I LOVE THIS Rachel! Mysterious and dark and possibly evil. The hunter. Secretive as only a leopard can be, and a wanderer through the woods...A creature of a fiery heart?
Impressive PP work, Rachel!
Techs? I like everything. Including that tiny moist spot on the nose.
My cuppa tea, and it's sweet...I am very pleased to see something so different and so fresh from you, this truly stirs my imagination tonight and I am going to sleep with thoughts of this leopard in the darkness, imagining the faint rustle of leaves beneath its feet, the tense silence during a game of hide-and-seek, a leopard on the prowl, somewhere here in Africa...
It's my cuppa for sure. Love the catchlight in the eye and the fine hairs in the shadows below. And of course that intense stare. The specular thingies on the nose could go, IMO.
Hi Rachel, worth the punt, but it's not my cup of tea, it's just too Dark & Black and I feel it doesn't add much for me and takes away from the original capture, but we all see things differently.
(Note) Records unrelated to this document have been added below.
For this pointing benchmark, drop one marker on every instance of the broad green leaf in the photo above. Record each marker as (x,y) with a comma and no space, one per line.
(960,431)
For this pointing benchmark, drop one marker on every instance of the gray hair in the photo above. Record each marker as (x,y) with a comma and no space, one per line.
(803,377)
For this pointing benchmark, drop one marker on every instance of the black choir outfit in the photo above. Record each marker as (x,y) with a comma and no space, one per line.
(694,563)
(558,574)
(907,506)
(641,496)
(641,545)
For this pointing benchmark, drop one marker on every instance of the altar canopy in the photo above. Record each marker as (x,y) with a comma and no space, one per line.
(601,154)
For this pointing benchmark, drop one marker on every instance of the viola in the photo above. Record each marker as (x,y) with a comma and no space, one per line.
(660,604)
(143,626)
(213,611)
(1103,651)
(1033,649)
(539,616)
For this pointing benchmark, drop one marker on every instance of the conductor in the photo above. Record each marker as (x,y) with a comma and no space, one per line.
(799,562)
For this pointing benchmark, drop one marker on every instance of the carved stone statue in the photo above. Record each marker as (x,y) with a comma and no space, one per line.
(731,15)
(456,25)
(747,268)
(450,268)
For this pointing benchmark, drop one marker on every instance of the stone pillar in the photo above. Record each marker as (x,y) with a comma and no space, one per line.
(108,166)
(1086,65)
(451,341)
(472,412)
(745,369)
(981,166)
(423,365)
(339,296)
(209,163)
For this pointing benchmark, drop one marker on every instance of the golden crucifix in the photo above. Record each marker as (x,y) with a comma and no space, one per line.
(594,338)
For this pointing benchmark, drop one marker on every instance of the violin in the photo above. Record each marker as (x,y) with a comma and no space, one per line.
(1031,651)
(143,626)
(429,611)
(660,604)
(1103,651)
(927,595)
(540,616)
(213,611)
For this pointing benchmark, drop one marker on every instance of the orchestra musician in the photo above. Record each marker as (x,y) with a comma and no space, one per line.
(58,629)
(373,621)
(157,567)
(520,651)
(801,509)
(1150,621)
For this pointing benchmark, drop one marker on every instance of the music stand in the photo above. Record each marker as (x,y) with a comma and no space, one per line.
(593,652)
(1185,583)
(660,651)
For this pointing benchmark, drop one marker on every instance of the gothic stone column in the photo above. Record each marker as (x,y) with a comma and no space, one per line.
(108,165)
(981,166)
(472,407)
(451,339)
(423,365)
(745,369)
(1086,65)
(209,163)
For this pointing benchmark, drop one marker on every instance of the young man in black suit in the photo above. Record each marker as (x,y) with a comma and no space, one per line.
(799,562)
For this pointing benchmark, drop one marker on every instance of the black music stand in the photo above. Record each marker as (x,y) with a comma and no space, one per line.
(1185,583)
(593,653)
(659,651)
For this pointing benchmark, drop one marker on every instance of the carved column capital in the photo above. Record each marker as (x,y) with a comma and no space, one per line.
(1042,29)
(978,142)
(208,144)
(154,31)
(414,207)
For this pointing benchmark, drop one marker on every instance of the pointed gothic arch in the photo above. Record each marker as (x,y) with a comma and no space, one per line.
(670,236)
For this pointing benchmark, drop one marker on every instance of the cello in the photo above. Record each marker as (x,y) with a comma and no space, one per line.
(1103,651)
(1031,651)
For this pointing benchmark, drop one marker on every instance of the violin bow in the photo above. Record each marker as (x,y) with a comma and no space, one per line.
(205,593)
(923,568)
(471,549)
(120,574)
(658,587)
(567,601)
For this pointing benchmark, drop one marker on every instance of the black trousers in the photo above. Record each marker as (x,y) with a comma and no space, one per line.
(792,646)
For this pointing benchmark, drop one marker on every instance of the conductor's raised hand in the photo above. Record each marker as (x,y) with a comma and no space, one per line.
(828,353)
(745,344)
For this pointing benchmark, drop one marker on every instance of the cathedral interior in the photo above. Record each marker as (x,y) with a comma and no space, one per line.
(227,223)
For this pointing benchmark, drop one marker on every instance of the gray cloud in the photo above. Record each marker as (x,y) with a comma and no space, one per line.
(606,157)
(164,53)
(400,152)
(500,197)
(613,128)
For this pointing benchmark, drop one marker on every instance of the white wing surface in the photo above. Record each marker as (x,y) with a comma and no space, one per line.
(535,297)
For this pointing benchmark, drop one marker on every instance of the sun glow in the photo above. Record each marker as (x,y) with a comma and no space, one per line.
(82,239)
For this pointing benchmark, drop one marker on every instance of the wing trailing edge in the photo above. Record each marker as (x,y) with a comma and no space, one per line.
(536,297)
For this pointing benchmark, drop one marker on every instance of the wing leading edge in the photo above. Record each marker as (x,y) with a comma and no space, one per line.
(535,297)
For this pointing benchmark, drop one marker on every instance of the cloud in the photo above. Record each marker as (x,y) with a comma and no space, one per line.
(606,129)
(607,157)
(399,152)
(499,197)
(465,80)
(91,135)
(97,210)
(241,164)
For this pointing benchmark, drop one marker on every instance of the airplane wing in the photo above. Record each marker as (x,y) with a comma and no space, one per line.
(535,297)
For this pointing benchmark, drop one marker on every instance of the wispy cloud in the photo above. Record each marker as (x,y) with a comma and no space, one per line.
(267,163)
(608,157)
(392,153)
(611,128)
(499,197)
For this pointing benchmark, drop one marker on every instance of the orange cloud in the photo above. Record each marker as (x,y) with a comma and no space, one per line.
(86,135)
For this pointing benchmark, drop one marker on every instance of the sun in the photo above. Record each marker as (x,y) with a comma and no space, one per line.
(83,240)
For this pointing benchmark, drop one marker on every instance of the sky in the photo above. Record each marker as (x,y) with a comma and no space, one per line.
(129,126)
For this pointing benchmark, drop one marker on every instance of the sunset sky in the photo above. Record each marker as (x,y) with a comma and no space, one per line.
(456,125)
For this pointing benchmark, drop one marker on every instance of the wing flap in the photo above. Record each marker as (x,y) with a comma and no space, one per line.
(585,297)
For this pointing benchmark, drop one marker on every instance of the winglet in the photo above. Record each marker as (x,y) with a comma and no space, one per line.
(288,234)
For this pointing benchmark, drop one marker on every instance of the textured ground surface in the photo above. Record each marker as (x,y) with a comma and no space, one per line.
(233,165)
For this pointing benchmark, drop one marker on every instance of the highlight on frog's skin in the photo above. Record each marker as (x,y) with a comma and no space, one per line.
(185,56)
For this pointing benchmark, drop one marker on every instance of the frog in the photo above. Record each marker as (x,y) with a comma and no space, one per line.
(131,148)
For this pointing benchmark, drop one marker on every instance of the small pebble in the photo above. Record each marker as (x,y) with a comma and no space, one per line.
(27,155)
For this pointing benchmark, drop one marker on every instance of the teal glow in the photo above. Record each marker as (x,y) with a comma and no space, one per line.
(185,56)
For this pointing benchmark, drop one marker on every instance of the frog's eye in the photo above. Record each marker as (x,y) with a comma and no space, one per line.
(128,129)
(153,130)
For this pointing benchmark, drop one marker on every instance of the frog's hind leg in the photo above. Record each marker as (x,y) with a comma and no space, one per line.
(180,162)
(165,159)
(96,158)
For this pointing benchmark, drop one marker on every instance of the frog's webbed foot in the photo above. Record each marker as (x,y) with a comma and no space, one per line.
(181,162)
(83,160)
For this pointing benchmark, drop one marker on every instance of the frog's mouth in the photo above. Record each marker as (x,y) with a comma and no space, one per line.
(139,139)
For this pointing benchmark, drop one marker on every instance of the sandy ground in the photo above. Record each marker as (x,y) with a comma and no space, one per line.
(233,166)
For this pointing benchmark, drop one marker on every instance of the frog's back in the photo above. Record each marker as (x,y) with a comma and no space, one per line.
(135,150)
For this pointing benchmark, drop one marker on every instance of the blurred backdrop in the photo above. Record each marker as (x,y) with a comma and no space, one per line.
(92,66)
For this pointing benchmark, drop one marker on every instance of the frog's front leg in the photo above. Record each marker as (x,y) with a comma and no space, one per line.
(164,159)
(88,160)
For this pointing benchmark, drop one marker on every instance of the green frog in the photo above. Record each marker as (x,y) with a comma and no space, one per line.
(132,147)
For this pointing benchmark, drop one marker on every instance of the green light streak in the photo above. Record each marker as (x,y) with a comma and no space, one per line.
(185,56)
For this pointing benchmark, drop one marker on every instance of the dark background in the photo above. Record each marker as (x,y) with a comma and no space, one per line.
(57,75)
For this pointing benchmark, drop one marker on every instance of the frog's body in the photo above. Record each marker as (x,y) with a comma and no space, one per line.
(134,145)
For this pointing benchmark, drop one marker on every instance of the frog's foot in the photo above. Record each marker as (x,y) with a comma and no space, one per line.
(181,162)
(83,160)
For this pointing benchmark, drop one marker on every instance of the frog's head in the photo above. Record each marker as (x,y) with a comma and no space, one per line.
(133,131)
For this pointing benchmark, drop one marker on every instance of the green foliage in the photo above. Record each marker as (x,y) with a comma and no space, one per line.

Åh, it is great. Fore sure my cuppa. I like the shadow play and agree with Anette that you could try it even a bit more. I have been a bit surprised that dark shadows have been seen a bit negativ on this forum. I think it is beautiful and add drama to pictures. I get it that natural looking pictures is preferred, and know that people talk about not loosing details in shadows and highlights. But for me that is something else. Like in the picture details is where it is needed, and the dark black adds to the picture where it is.